Guest blog by Jenny Campbell on how she made her investment decisions on Dragons’ Den.
Having been a fan of Dragons’ Den since it first aired in 2005 I was absolutely delighted and proud to have the opportunity of becoming a Dragon myself. I joined the show for the 15th series in 2017 and I invested in some brilliant companies. I now want to share some advice for entrepreneurs hoping to become a success on the show.
“Live by corporate standards, but breathe like entrepreneurs…”
– my favourite business motto
I invested in businesses and entrepreneurs who I believe I can add real value to. I recently stepped down from the show after two very enjoyable years and now I’m looking forward to working with each of them closely over the next few years.
Lots of people ask me how I choose who to invest in on the Den. So here goes!
How I choose my investments
What am I looking for when someone comes into the den? We see 100 pitches over five weeks. First of all that can get quite heavy in a day! The pitches are up to two hours each, and you’re looking for an investment in something that meets your requirements. I was always taught by a previous chairman of mine about four key things:
- The product – do you like it?
- The entrepreneurs – can you work with them?

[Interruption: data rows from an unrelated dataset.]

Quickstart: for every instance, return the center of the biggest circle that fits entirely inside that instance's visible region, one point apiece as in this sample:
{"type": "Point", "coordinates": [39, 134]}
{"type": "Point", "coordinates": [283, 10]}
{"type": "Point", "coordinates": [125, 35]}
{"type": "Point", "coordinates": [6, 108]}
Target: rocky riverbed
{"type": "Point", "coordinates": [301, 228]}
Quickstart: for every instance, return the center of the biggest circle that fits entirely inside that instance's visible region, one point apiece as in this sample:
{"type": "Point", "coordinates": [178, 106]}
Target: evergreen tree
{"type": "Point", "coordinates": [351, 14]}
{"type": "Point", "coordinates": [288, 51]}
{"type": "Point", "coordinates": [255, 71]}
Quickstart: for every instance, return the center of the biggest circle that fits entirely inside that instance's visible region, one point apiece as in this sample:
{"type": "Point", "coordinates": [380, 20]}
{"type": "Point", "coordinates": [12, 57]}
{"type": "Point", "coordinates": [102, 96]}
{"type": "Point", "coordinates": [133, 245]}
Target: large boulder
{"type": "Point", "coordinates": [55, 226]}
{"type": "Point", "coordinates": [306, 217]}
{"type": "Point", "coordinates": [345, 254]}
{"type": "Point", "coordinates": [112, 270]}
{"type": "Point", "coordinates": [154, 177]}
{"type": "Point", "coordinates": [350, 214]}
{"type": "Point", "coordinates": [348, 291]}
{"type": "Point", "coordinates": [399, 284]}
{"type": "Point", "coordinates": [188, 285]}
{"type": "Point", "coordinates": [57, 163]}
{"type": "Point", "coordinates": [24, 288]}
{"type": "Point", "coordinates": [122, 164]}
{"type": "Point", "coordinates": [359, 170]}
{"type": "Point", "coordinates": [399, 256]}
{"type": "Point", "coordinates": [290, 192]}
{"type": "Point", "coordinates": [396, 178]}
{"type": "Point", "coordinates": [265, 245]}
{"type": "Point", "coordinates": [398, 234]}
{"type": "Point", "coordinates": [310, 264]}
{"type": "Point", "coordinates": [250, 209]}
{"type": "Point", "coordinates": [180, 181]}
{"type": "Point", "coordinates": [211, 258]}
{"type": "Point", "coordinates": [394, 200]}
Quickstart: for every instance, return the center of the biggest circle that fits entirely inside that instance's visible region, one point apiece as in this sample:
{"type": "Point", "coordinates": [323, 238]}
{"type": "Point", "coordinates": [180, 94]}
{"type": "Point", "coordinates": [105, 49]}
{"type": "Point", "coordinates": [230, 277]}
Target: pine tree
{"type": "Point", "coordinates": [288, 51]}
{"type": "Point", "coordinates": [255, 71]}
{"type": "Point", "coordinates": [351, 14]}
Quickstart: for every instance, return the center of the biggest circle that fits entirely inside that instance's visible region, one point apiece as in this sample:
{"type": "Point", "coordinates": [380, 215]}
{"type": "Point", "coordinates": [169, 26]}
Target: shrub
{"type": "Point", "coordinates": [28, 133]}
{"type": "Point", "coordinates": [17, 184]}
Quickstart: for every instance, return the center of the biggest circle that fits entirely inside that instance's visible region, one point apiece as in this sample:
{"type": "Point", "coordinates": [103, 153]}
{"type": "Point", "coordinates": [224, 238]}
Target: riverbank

- The price – is it right?
- The exit plan – when will you see your return?
1. The product
Firstly, you’ve got to like the product that you’re investing in. I was looking to make an investment in something that’s my thing. There’s no point if you see a great product but you don’t actually like it. You have to know and understand the product.
2. The entrepreneurs
Once you understand and like the product, you have to look at the entrepreneurs and think do I want to work with them? Can I work with these people for the next 5 years or so? Even if you like the people but not the product or the other way around it’s not going to work because you need both.
– Can I work with these people for the next 5 years?
So you need to have a different point of view and think yeah I can work with these guys, y’know I feel I can trust them. Then there’s how much time will they need from me and whether I can give them that time etc etc. It’s all about the entrepreneurs because you need to trust them to do the job.
3. The price of the investment
You have to get in at the right price for the investment. I think the walk away point is not necessarily when you’re nipping and tucking the deal but there is definitely a point you think crikey, I’m only going to get point something of a percent. Is it really worth it?
You’ve still got to do due diligence on the business so there is a point where it goes below our appetite. I think the biggest risk of losing it is when something is said in the negotiation which makes you lose faith in it, suddenly your appetite changes. That can be anything from a stubbornness on behalf of the entrepreneur to even negotiate. Or sometimes you get a sense they have no room to manoeuvre because of their shareholders. It’s almost rude to come in the den when you don’t have any room to manoeuvre.
Maybe the entrepreneurs in front of you can’t agree but they’ve shown they’re prepared to negotiate, and negotiate hard. This can be a good thing. I like the hard negotiations because it shows the entrepreneurs skills.
4. The exit plan
Crucially, and the thing that most people forget is the ‘get out’. Y’know you’re not there to be the banker for a few years. You need to crystallise your investment and return. So what’s the exit plan? There’s a lot of businesses where the entrepreneurs are still running the business in 10 years time and you’ll still be in with them as a shareholder. It should have crystallised by then. I would want a return on my investment after 3-5 years.
Investment due diligence
After the show we undertake due diligence and not everyone makes it through. On Dragons’ Den I offered investment in a dozen companies and, following the rigorous due diligence process, only four investments were confirmed. That’s only 1 in 3 of the companies I invested in on the show that actually made it through the whole process.
But my four final investments met all these requirements and more!